— Isso soa a eufemismo vitoriano para gigolô — lançou o comediante Stephen Colbert.
— Poderia ser a criação literária de um José Saramago, Haruki Murakami ou Gabriel García Márquez — arriscou Carmen Graciela Díaz.
De lá para cá, a pasta já trocou de titular múltiplas vezes devido à óbvia dificuldade de pensar em estratégias de governo para um problema emocional e individual. Ainda assim, ao completar cinco anos de existência, o ministério já gerou filhotes no Japão e na Alemanha, criou demanda na Austrália e países escandinavos e integra definitivamente as preocupações do doutor Vivek Murthy, atual cirurgião-geral dos Estados Unidos, responsável pela saúde pública do país. Os argumentos de Murthy estão em recente relatório de 81 páginas: a solidão tem letalidade comparável à do cigarro para quem fuma 15 cigarros por dia e superior à do álcool pra quem consome seis doses diárias. Sem falar em possíveis desdobramentos numa série de doenças.
— Além de esmagar a alma, (...) a solidão quebra o coração, literal e figuradamente — resumiu o colunista do New York Times Nicholas Kristof.
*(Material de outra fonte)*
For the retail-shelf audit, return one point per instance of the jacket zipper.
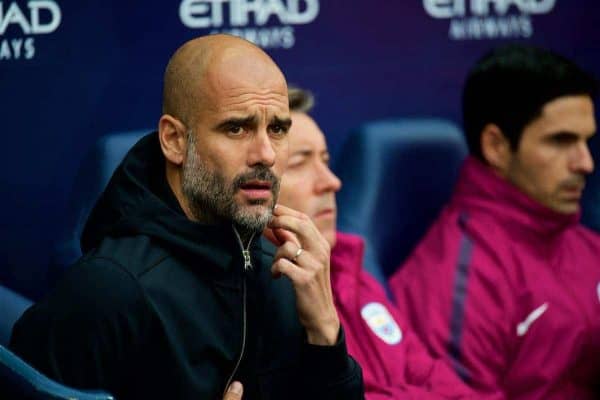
(247, 266)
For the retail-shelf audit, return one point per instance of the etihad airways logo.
(20, 24)
(267, 23)
(488, 19)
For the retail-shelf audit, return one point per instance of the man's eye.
(564, 139)
(234, 129)
(278, 130)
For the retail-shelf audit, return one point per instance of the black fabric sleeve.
(331, 373)
(84, 331)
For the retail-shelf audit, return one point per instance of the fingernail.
(235, 387)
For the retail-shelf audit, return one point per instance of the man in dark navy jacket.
(175, 296)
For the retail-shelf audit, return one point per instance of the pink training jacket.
(395, 364)
(508, 292)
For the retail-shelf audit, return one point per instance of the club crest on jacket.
(381, 323)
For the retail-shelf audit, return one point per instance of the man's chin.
(253, 217)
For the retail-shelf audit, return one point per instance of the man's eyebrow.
(303, 152)
(284, 122)
(241, 121)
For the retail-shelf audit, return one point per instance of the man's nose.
(328, 181)
(582, 160)
(261, 150)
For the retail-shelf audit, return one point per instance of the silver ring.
(298, 252)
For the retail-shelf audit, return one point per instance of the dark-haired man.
(506, 284)
(395, 364)
(174, 297)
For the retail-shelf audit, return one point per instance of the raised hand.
(303, 256)
(234, 391)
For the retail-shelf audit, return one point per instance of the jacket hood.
(138, 200)
(480, 188)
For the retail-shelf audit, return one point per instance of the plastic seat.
(397, 174)
(93, 176)
(12, 306)
(18, 380)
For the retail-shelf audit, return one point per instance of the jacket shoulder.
(136, 255)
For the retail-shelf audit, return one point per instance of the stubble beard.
(211, 199)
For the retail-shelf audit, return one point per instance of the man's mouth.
(325, 213)
(256, 190)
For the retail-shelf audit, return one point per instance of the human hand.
(234, 391)
(303, 256)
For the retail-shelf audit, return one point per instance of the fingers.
(234, 391)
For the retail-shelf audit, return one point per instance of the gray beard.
(211, 198)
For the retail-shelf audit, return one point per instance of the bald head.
(203, 66)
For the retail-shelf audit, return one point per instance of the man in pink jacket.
(395, 364)
(506, 283)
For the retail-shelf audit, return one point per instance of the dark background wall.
(71, 71)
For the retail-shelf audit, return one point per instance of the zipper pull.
(247, 260)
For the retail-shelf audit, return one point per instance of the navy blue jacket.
(163, 307)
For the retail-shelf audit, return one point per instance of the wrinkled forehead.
(573, 114)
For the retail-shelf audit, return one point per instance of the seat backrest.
(12, 306)
(397, 174)
(94, 173)
(19, 380)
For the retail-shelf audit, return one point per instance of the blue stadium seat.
(397, 174)
(93, 176)
(12, 306)
(18, 380)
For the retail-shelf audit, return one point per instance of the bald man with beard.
(178, 295)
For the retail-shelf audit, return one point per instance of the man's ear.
(172, 137)
(495, 148)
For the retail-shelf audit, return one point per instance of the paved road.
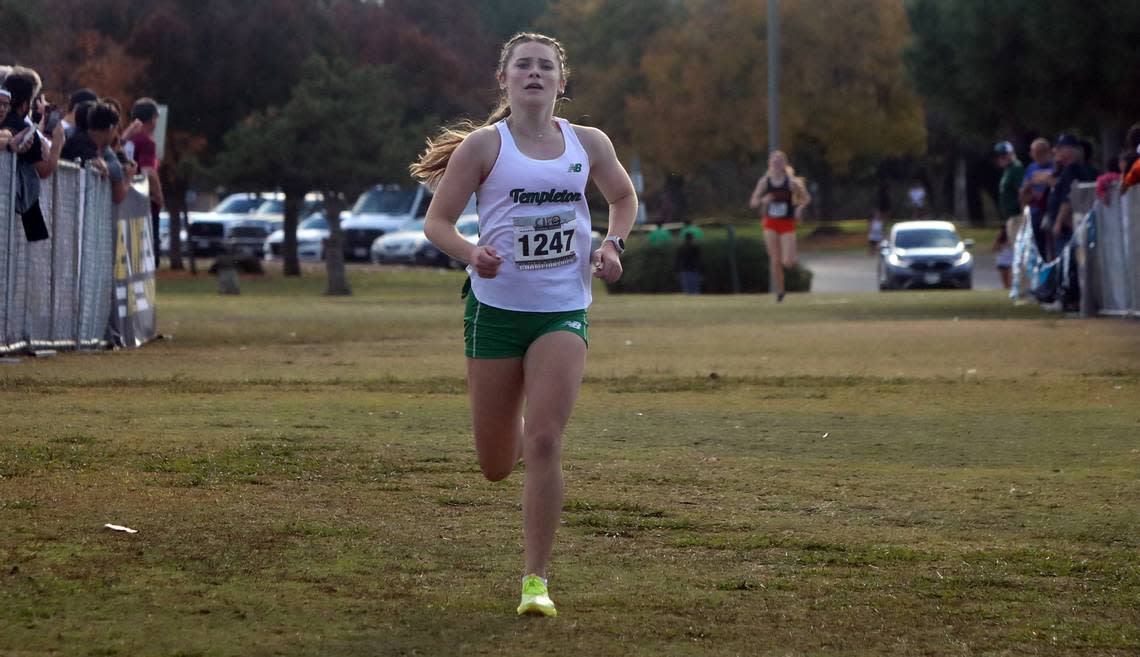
(856, 273)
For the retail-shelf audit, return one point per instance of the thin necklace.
(537, 135)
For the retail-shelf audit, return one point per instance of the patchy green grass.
(935, 473)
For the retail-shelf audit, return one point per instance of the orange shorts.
(781, 226)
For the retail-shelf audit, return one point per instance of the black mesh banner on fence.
(57, 293)
(132, 318)
(1112, 241)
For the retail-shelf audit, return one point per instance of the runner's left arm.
(615, 184)
(800, 191)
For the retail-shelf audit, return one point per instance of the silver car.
(925, 254)
(409, 245)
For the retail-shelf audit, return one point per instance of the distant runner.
(783, 197)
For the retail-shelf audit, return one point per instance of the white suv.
(381, 210)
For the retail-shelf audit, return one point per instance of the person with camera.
(138, 139)
(37, 157)
(22, 135)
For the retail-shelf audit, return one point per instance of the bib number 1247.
(544, 242)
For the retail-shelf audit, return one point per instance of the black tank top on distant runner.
(781, 205)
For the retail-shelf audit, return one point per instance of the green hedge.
(650, 269)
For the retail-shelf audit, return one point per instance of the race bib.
(776, 210)
(544, 241)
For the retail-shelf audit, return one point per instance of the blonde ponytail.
(432, 162)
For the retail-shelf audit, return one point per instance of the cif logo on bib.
(544, 241)
(547, 222)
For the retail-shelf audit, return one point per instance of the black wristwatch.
(618, 243)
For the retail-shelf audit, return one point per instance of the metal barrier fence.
(1109, 251)
(57, 293)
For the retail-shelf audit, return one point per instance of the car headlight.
(894, 260)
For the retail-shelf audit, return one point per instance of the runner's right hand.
(486, 261)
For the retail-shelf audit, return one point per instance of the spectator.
(80, 146)
(1009, 202)
(1105, 181)
(78, 97)
(689, 265)
(96, 127)
(690, 229)
(1086, 157)
(23, 86)
(1035, 189)
(1068, 169)
(1132, 147)
(659, 235)
(34, 159)
(141, 147)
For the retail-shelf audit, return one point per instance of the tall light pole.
(773, 75)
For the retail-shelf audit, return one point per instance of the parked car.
(273, 210)
(379, 211)
(208, 230)
(311, 237)
(409, 245)
(925, 254)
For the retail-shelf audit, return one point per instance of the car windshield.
(238, 205)
(315, 222)
(271, 207)
(926, 238)
(469, 227)
(385, 202)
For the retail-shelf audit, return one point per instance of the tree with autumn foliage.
(845, 103)
(335, 135)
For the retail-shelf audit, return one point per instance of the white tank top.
(534, 213)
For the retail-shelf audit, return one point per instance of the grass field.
(911, 473)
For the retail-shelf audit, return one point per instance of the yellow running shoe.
(536, 599)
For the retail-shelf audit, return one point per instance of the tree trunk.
(293, 202)
(177, 208)
(960, 209)
(227, 274)
(334, 251)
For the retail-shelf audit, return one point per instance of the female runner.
(524, 324)
(784, 199)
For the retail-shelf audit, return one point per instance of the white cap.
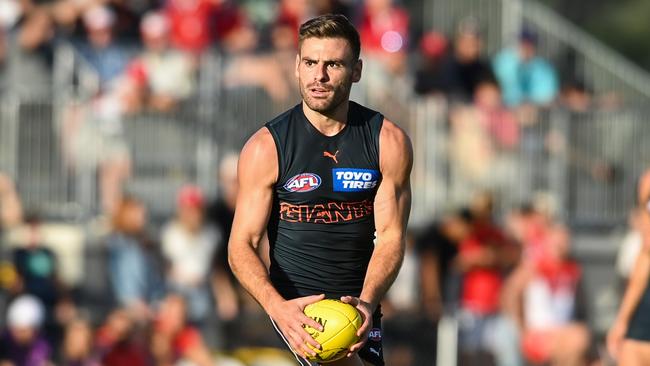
(26, 311)
(154, 23)
(99, 17)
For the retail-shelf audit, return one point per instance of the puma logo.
(328, 154)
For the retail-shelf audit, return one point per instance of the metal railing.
(577, 54)
(587, 161)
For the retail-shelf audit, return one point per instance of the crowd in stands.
(510, 281)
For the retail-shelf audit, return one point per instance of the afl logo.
(304, 182)
(375, 335)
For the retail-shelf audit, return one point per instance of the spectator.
(161, 77)
(464, 69)
(546, 291)
(37, 269)
(189, 244)
(484, 259)
(104, 55)
(135, 270)
(438, 250)
(433, 47)
(631, 246)
(383, 28)
(94, 139)
(22, 344)
(78, 345)
(173, 341)
(191, 29)
(29, 55)
(485, 137)
(116, 343)
(524, 76)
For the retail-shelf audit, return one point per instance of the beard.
(337, 94)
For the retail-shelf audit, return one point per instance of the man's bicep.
(257, 173)
(393, 199)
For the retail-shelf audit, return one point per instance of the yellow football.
(340, 322)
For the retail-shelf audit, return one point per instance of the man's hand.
(366, 311)
(291, 319)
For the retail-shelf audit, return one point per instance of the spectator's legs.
(502, 336)
(113, 174)
(635, 353)
(569, 345)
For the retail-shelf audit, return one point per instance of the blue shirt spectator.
(135, 273)
(524, 76)
(101, 52)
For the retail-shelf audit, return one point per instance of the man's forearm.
(252, 274)
(637, 284)
(383, 268)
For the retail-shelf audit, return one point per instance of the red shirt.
(373, 29)
(190, 22)
(481, 286)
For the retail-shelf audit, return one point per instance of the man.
(326, 178)
(628, 339)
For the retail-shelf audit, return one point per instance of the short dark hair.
(331, 26)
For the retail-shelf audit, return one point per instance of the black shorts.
(372, 352)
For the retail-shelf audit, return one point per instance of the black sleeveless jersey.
(321, 229)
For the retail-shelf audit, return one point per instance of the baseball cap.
(528, 35)
(26, 311)
(98, 17)
(190, 196)
(154, 24)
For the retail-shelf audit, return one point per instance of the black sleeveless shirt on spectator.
(321, 229)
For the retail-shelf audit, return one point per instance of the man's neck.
(328, 124)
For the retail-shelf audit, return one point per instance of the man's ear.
(297, 64)
(356, 71)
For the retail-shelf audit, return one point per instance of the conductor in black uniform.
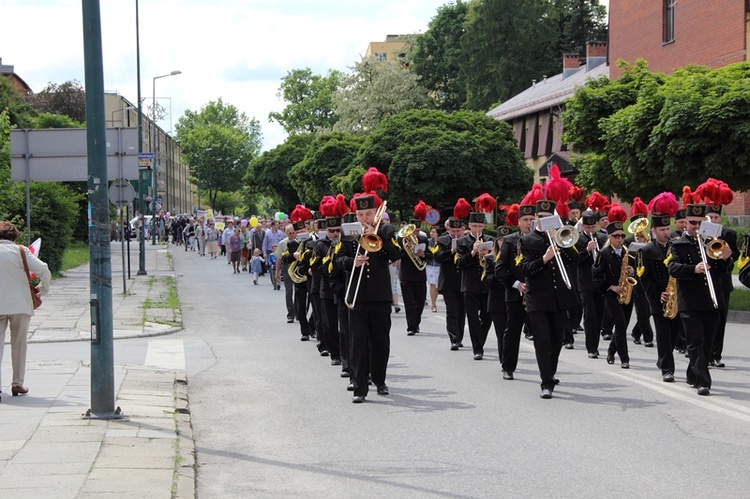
(697, 310)
(449, 281)
(475, 291)
(370, 313)
(548, 299)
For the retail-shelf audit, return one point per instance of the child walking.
(256, 264)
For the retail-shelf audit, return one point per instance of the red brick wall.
(710, 33)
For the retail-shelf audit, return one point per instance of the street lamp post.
(155, 194)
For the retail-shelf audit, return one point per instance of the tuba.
(626, 282)
(410, 233)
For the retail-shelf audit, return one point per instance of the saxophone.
(670, 306)
(626, 282)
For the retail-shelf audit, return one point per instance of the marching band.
(558, 261)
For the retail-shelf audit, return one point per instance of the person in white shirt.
(16, 306)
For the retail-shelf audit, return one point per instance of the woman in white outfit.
(16, 306)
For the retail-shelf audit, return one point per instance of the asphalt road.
(271, 418)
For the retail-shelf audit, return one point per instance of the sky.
(234, 49)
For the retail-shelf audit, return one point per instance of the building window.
(668, 21)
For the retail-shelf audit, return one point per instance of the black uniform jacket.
(409, 271)
(692, 289)
(450, 275)
(546, 291)
(496, 298)
(586, 261)
(376, 281)
(655, 275)
(506, 269)
(469, 265)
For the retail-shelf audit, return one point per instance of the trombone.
(371, 243)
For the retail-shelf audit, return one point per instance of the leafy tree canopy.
(309, 97)
(218, 142)
(374, 91)
(68, 99)
(437, 54)
(327, 156)
(439, 157)
(680, 130)
(268, 173)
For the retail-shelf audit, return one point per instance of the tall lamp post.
(155, 194)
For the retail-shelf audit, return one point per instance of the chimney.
(596, 54)
(571, 63)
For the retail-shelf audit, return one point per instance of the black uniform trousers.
(620, 315)
(721, 326)
(479, 320)
(370, 324)
(414, 294)
(548, 330)
(300, 306)
(593, 305)
(667, 333)
(291, 311)
(455, 315)
(329, 316)
(699, 326)
(642, 326)
(500, 321)
(516, 316)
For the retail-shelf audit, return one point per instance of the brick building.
(673, 33)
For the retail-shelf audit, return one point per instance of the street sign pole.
(102, 351)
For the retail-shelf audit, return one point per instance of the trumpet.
(410, 233)
(371, 243)
(639, 227)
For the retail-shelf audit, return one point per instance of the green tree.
(268, 173)
(19, 112)
(440, 157)
(507, 44)
(680, 130)
(218, 142)
(309, 97)
(327, 156)
(437, 54)
(375, 90)
(67, 99)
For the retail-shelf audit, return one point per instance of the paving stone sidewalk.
(47, 448)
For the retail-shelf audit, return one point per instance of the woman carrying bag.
(16, 304)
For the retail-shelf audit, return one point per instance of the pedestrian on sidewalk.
(256, 264)
(16, 306)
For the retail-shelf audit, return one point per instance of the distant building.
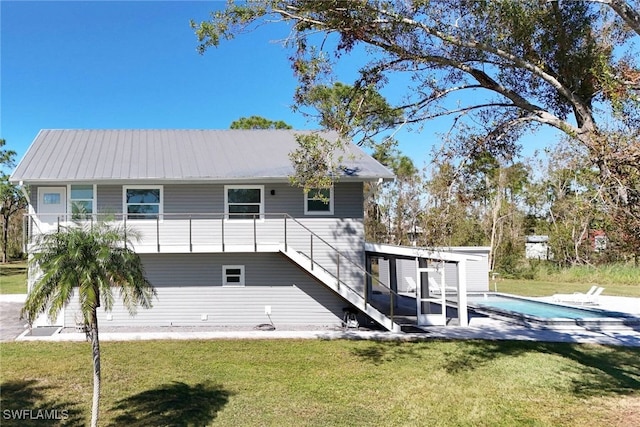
(599, 240)
(537, 247)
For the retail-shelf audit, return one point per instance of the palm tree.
(94, 260)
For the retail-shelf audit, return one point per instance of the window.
(244, 202)
(143, 202)
(319, 201)
(233, 275)
(81, 199)
(51, 198)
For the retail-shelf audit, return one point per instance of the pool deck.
(479, 328)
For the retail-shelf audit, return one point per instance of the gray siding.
(190, 286)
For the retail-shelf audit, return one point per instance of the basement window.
(233, 275)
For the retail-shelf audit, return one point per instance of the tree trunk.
(95, 346)
(5, 238)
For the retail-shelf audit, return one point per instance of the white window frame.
(306, 204)
(125, 211)
(244, 186)
(225, 283)
(94, 203)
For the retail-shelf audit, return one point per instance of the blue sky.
(110, 65)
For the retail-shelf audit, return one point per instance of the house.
(225, 238)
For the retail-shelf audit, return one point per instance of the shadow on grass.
(176, 404)
(380, 352)
(25, 403)
(599, 370)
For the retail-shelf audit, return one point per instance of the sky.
(134, 64)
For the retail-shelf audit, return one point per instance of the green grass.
(329, 383)
(13, 278)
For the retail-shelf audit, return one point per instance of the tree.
(13, 200)
(502, 67)
(257, 122)
(92, 261)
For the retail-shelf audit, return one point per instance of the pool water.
(537, 309)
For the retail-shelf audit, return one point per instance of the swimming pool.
(547, 314)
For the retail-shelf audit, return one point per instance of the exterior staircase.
(338, 286)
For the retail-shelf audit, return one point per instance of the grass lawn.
(13, 278)
(539, 288)
(328, 383)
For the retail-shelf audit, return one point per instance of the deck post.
(285, 233)
(463, 315)
(222, 232)
(338, 269)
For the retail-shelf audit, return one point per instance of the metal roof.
(175, 155)
(412, 252)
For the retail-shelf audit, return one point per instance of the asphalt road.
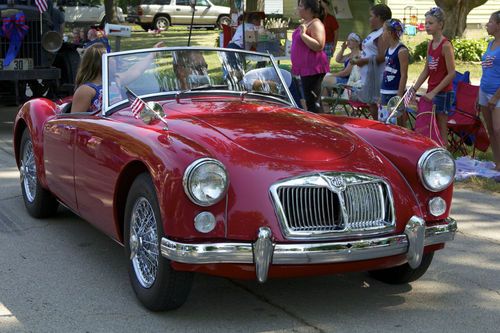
(62, 275)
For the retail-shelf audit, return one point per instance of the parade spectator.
(373, 57)
(397, 59)
(307, 56)
(253, 22)
(97, 36)
(489, 93)
(331, 28)
(439, 68)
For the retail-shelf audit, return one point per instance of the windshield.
(164, 71)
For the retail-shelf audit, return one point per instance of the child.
(372, 58)
(397, 59)
(439, 68)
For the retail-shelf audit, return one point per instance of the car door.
(98, 162)
(58, 158)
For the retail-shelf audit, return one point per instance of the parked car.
(161, 14)
(84, 13)
(213, 169)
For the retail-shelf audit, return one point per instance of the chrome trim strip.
(263, 252)
(441, 233)
(415, 231)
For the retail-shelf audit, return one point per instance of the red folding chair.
(465, 127)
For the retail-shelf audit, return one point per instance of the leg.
(492, 120)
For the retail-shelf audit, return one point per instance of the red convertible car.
(200, 161)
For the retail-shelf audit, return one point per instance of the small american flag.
(42, 5)
(136, 104)
(408, 96)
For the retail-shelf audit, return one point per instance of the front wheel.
(404, 273)
(39, 202)
(156, 284)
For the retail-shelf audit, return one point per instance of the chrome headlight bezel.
(429, 181)
(195, 167)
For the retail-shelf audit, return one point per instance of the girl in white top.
(252, 23)
(374, 46)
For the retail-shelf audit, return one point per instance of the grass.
(178, 36)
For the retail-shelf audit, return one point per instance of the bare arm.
(316, 40)
(404, 60)
(82, 99)
(450, 67)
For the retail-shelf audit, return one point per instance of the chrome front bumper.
(263, 252)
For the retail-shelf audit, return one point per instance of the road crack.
(277, 306)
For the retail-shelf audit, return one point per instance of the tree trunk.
(456, 12)
(110, 11)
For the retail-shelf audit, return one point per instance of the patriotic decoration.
(15, 29)
(136, 104)
(42, 5)
(408, 96)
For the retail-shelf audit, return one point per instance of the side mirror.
(395, 108)
(147, 116)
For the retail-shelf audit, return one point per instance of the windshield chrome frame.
(105, 98)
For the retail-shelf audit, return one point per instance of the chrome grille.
(312, 206)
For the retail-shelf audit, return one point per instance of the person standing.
(373, 57)
(307, 56)
(489, 92)
(331, 28)
(397, 59)
(440, 69)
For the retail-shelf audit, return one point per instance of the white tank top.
(369, 49)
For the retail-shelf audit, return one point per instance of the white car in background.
(83, 13)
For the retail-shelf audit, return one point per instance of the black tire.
(39, 202)
(404, 273)
(223, 20)
(162, 23)
(167, 289)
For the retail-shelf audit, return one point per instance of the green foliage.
(469, 49)
(465, 49)
(420, 52)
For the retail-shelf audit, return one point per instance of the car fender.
(403, 148)
(33, 115)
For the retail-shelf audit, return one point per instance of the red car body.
(89, 163)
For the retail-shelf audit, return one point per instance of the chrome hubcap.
(143, 241)
(28, 172)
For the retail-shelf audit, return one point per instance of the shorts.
(384, 98)
(328, 49)
(443, 102)
(484, 99)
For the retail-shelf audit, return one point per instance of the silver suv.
(160, 14)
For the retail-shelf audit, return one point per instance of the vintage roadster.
(200, 161)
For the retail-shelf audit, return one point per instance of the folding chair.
(465, 127)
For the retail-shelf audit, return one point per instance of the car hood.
(274, 132)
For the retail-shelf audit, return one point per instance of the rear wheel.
(404, 273)
(39, 202)
(156, 284)
(161, 23)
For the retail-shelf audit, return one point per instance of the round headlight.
(205, 181)
(436, 169)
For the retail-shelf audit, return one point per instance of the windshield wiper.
(208, 87)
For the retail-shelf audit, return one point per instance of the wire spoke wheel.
(144, 247)
(28, 171)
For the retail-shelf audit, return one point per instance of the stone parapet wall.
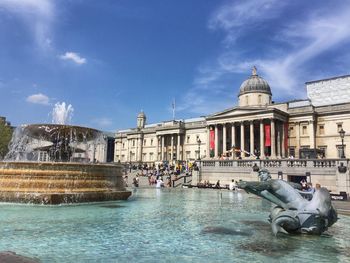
(322, 171)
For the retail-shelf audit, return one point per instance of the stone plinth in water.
(57, 183)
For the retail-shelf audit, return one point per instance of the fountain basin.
(57, 183)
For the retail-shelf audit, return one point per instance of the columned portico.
(233, 139)
(224, 138)
(216, 142)
(251, 138)
(162, 150)
(178, 148)
(273, 139)
(262, 140)
(242, 140)
(172, 148)
(157, 148)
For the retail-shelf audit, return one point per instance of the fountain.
(56, 163)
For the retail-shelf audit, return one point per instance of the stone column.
(273, 139)
(178, 147)
(162, 149)
(297, 139)
(128, 150)
(216, 142)
(278, 152)
(137, 150)
(157, 148)
(172, 148)
(224, 138)
(262, 141)
(283, 140)
(208, 142)
(233, 139)
(242, 140)
(251, 126)
(312, 134)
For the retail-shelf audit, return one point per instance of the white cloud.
(287, 63)
(38, 15)
(103, 122)
(75, 57)
(232, 16)
(38, 99)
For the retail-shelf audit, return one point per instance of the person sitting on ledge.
(232, 185)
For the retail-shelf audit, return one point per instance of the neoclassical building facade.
(256, 128)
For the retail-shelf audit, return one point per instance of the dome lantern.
(255, 91)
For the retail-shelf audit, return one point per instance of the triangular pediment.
(237, 111)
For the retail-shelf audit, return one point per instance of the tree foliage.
(5, 138)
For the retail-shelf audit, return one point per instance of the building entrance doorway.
(296, 178)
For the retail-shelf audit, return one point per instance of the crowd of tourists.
(157, 173)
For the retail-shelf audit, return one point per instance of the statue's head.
(264, 174)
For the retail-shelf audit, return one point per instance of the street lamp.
(199, 149)
(342, 135)
(199, 161)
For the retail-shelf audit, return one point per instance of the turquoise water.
(164, 225)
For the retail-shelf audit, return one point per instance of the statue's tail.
(284, 221)
(277, 229)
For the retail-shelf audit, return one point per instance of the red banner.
(267, 135)
(212, 139)
(286, 137)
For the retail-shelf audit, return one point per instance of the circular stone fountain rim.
(60, 163)
(36, 130)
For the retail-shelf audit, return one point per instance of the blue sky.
(110, 59)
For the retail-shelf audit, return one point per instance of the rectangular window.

Como as demais emoções, a solidão ou o sentimento de isolamento social são difíceis de mensurar. Em consequência, o êxito ou a inutilidade de intervenções destinadas a abrandá-los também são. A mera elaboração de um questionário capaz de captar o desalento íntimo de cidadãos já é complexa e exige dos recenseadores treinamento especial. Nesse quesito, o Office for National Statistics britânico (equivalente ao nosso IBGE) foi pioneiro, a ponto de captar o crescimento quase linear da solidão social entre jovens de 18 a 34 anos. Na Alemanha, é o inverso: o perigo ronda quem já ultrapassou a vida produtiva. O ambicioso programa interministerial A Connected Society, publicado com a criação do ministério de Theresa May, elencou mais de 50 estratégias para enfrentar a solidão nacional. Alocou fundos para pesquisa, contratou mais de mil funcionários públicos para conectar grupos comunitários, levou a Cruz Vermelha a instruir carteiros de todo o país a reportar sinais de isolamento social e muito mais.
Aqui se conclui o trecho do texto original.